The best thing I read this week was American Bandstand, by Ben Hunt of Salient Partners. It looks at the game theory and, more specifically, the “common knowledge game” and thus sees the market as more of a voting machine than a weighing machine, at least in the nearer-term. A taste follows, but it’s a long and carefully reasoned piece that you should read in its entirety.
The moment you give yourself over to the Dick Clarks of the world who create common knowledge, the moment you abdicate your keenly evolved human abilities of self-awareness and other-evaluation … that’s the moment you put yourself at the most risk. Because the game will change. Even if the external conditions of the world today are exactly the same as the external conditions of the world yesterday, a change in the internal conditions of the other game-players, whether it’s a queen bee like Draghi or a set of worker bees like us, can change your best move.

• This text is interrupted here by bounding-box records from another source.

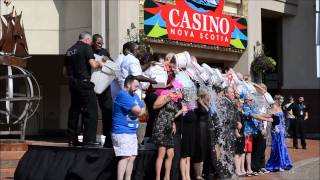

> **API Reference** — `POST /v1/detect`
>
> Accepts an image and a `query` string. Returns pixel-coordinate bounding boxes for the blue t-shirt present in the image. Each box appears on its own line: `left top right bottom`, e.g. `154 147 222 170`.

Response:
242 104 260 135
111 90 144 134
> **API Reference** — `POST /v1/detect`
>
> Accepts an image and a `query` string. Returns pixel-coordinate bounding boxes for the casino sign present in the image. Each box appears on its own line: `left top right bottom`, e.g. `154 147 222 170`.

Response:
144 0 247 49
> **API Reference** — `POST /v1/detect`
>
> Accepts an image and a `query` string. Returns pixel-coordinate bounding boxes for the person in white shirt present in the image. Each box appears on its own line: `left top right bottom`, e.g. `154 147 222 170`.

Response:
111 42 131 101
120 42 157 99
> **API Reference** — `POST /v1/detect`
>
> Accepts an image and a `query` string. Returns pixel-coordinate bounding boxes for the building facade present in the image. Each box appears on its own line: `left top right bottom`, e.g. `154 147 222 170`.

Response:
0 0 320 134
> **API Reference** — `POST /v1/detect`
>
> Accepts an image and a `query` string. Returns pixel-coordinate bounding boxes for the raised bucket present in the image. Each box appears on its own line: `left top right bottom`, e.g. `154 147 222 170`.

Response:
175 51 191 68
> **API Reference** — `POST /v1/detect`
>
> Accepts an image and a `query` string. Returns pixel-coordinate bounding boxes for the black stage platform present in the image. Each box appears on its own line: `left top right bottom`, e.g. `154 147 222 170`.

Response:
14 145 157 180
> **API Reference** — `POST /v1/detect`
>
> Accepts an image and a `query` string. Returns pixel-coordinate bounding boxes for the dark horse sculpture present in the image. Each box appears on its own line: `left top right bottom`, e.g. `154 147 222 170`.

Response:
0 6 30 67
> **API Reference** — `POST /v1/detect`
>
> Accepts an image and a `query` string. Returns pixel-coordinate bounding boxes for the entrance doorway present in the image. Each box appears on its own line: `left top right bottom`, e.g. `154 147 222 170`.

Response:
261 9 283 93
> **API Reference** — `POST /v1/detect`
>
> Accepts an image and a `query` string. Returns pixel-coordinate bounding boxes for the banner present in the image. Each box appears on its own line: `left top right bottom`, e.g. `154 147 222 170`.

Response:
144 0 247 49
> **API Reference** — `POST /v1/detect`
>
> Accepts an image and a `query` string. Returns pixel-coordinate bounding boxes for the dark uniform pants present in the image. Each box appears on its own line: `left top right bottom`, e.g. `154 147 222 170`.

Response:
97 86 113 147
68 79 98 142
291 117 306 147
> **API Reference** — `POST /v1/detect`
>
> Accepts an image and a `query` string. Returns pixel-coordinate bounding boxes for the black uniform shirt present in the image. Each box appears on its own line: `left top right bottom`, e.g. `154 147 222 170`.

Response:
64 41 94 79
92 48 110 57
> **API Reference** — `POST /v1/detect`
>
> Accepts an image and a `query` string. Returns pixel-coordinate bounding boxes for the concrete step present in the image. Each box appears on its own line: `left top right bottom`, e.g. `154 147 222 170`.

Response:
0 160 19 169
0 141 28 152
0 168 16 180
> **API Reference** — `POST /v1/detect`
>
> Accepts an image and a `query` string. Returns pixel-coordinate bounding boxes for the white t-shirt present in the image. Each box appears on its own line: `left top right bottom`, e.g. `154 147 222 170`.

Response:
120 54 143 99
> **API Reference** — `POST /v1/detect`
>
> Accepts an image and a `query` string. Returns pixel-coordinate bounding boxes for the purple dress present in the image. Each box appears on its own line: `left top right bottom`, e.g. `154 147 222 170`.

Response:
266 112 292 172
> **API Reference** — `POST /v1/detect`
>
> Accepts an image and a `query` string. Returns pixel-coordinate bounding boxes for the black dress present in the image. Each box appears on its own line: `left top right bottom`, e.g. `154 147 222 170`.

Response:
152 101 179 148
193 103 209 163
181 110 197 158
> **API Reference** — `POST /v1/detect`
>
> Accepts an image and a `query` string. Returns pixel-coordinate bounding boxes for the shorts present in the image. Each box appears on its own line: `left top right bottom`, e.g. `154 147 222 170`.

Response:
111 134 138 156
244 135 252 153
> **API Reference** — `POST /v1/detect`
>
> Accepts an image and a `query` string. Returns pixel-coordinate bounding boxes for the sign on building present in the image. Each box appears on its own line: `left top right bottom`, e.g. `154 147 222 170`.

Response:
144 0 247 49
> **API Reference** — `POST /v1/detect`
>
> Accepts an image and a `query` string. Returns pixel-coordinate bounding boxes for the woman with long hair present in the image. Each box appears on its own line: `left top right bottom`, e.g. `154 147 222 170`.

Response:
266 95 292 172
152 82 182 180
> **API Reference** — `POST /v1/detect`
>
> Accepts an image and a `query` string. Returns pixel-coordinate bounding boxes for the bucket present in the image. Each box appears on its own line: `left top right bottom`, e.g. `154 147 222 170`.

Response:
191 61 204 73
91 61 120 94
175 51 191 68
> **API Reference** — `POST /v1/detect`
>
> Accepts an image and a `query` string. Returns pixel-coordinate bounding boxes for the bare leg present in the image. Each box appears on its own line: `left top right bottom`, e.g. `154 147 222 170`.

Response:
240 153 246 174
193 162 203 179
117 157 130 180
164 148 174 180
180 158 187 180
234 154 241 176
246 153 253 173
125 156 136 180
186 157 191 180
156 147 166 180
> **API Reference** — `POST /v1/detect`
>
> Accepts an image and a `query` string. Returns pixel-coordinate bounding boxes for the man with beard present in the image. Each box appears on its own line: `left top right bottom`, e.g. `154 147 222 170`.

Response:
92 34 112 147
288 96 309 149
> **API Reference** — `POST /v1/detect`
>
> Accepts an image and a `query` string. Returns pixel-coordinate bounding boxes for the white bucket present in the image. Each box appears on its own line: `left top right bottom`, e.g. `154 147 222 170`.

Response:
175 51 191 68
91 61 120 94
201 63 214 75
191 61 204 73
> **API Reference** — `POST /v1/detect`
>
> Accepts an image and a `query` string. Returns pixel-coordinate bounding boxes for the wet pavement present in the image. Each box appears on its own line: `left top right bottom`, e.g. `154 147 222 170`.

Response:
240 139 320 180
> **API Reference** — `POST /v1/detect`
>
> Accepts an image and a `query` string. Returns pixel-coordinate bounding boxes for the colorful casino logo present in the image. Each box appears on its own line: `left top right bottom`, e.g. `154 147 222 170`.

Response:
144 0 247 49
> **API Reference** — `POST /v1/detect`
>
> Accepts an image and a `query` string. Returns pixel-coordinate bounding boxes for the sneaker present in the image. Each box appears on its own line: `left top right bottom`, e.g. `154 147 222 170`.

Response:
260 168 270 174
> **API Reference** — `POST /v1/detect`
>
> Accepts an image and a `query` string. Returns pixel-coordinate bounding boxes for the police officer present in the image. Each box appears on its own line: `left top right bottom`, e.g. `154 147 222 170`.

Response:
64 32 102 145
92 34 112 147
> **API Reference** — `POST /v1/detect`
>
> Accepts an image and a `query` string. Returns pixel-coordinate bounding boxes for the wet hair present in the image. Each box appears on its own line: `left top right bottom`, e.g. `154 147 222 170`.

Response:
92 34 102 42
128 42 139 53
274 94 283 104
198 87 209 98
170 56 177 64
79 31 92 41
124 75 137 87
122 42 132 53
164 52 175 61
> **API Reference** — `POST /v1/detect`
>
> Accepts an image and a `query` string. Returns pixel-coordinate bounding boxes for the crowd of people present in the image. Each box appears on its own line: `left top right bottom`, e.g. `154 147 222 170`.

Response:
64 32 308 180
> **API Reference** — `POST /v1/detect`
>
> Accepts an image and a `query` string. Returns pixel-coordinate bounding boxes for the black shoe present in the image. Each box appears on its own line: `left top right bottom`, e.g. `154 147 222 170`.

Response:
84 141 100 147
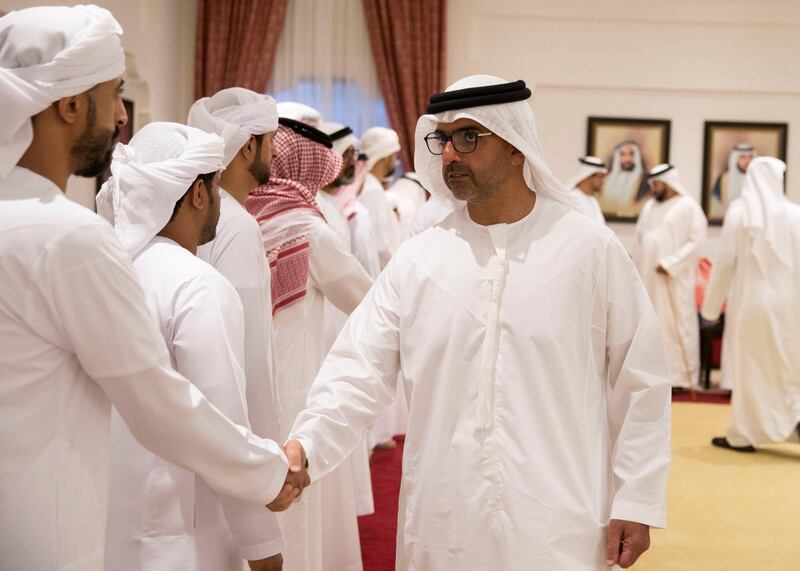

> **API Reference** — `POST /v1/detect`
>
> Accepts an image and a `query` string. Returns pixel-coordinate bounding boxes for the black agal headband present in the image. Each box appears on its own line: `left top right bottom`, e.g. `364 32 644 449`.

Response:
278 117 333 149
427 79 531 114
328 127 353 141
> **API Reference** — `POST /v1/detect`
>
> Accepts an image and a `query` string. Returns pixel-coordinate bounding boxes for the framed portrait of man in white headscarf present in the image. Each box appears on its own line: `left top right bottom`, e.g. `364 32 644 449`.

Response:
702 121 789 224
586 117 670 222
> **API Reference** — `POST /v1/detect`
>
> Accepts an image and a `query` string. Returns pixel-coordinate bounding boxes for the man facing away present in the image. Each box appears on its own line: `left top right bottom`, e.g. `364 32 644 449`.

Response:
97 123 290 571
0 6 302 571
187 87 281 440
633 164 708 389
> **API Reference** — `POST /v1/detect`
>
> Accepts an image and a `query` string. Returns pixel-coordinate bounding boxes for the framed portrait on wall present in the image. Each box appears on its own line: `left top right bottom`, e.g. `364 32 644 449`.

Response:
702 121 789 224
586 117 670 222
94 97 135 194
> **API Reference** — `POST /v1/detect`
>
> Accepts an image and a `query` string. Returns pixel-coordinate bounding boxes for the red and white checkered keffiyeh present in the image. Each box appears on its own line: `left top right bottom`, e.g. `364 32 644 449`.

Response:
245 125 342 315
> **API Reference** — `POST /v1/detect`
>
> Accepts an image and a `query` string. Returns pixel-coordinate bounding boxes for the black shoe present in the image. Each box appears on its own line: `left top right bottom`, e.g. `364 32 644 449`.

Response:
711 436 756 454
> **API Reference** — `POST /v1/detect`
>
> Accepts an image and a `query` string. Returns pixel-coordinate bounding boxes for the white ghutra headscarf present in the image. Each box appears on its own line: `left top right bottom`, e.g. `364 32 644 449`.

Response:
97 122 225 258
414 75 577 209
187 87 278 167
0 5 125 179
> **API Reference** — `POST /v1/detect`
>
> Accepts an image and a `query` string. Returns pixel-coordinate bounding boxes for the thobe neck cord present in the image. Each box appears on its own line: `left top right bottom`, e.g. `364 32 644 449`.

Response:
427 79 531 115
328 127 353 141
645 165 675 179
278 117 333 149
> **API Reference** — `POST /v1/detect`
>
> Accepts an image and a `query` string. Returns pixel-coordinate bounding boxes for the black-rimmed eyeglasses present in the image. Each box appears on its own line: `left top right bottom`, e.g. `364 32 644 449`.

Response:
425 129 494 155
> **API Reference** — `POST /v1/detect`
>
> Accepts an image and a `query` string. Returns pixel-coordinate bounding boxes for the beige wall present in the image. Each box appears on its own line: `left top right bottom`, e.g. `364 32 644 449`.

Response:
1 0 197 207
447 0 800 255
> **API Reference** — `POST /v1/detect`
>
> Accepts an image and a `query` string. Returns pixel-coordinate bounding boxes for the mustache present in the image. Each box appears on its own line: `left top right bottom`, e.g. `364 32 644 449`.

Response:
444 163 472 176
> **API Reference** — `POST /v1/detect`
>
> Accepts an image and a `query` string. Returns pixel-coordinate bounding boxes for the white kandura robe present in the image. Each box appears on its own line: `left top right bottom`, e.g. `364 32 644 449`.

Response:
570 187 606 224
197 187 282 440
405 196 453 238
0 167 287 571
633 194 708 388
106 236 283 571
292 196 670 571
347 201 381 279
702 199 800 446
273 219 372 571
358 173 400 269
386 177 428 240
317 190 375 516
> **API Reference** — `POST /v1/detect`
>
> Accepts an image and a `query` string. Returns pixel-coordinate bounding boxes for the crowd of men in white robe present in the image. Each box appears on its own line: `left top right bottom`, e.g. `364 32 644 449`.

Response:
0 6 800 571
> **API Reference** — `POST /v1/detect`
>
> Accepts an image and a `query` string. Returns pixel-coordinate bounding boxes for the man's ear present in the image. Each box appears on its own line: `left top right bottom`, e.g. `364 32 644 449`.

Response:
189 179 208 210
239 135 258 163
511 147 525 166
53 95 83 125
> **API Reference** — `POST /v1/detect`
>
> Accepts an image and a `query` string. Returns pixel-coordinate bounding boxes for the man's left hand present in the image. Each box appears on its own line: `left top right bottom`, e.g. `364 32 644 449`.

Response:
606 519 650 569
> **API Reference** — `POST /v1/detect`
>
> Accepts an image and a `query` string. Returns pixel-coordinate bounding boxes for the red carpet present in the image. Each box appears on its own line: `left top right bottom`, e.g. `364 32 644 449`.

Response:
672 392 731 404
358 436 404 571
358 392 731 571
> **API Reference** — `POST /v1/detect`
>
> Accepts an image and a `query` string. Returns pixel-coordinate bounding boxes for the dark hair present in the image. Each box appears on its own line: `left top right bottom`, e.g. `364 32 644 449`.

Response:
169 171 217 222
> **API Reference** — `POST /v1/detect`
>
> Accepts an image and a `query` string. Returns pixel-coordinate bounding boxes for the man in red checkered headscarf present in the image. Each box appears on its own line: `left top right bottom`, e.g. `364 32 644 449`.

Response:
245 118 372 569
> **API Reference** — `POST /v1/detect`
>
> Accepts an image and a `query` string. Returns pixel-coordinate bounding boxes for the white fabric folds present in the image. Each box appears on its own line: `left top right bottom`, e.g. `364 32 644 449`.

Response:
0 5 125 180
97 122 225 258
187 87 278 167
416 75 577 209
647 163 686 196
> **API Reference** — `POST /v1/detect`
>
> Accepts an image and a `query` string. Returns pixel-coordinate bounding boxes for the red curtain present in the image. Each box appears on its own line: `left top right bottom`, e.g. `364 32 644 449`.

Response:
194 0 289 98
363 0 447 170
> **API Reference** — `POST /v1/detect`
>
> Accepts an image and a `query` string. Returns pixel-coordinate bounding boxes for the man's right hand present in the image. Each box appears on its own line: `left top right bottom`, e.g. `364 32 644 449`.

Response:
247 553 283 571
267 440 311 512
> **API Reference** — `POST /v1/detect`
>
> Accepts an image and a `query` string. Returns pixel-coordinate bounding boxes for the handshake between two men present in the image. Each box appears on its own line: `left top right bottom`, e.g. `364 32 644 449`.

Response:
267 440 311 512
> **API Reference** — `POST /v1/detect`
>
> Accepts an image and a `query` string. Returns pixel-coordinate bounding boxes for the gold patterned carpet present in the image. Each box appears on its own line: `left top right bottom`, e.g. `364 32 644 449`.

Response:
633 402 800 571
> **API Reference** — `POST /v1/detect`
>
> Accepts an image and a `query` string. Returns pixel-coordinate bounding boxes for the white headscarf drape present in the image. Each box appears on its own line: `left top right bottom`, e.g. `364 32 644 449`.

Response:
416 75 577 209
97 122 225 258
742 157 794 271
0 5 125 179
187 87 278 167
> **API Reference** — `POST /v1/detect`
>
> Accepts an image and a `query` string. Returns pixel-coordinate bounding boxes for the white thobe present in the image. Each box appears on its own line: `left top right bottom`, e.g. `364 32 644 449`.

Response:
570 188 606 224
406 197 453 238
702 199 800 446
386 177 427 240
633 194 708 388
197 188 281 440
292 197 670 571
273 219 372 571
0 167 288 571
106 237 283 571
358 173 400 268
317 190 375 516
347 201 381 279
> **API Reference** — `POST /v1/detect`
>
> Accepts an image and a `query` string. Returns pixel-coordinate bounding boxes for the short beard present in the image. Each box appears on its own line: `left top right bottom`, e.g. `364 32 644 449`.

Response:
70 94 120 178
442 163 511 204
198 187 219 246
247 137 270 186
247 156 270 186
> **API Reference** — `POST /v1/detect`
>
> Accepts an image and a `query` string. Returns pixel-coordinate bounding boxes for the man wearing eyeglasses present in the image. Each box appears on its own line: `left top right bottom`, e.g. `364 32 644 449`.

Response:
287 76 670 571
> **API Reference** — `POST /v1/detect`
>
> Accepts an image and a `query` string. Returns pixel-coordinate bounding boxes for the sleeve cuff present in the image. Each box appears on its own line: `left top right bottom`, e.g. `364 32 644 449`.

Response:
610 500 667 529
287 435 322 484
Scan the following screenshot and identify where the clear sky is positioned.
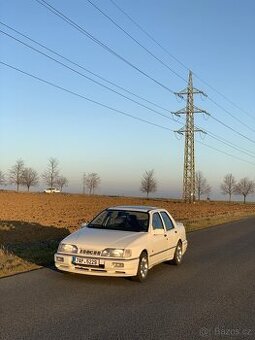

This is the insight that game theory provides, an insight that econometrics (which only looks at external conditions) can’t – how social dynamics and group interactions impact market behaviors. Game theory predicts that gold prices will go up on ANY news – even deflationary news – IF that news creates a worker bee perception that the queen bees are rattled by the news. And vice versa, gold will go down on ANY news – even inflationary news – IF that news improves the perception that global central banks are large and in charge … the Narrative of Central Bank Omnipotence. It’s not the news itself, which is what an econometric perspective would say, but how that news impacts the belief structures that comprise the game. It’s not the card that’s dealt (the news), but how that card fits the hand that your poker opponent is representing. An ace of spades is good news for your opponent in the abstract, but it might be terrible news if he’s representing a heart flush. Game theory is all about playing the player, not the cards. That’s not a replacement for understanding the fundamentals and the math of drawing this card or that, but it sure is a complementary skill set. If you want to win.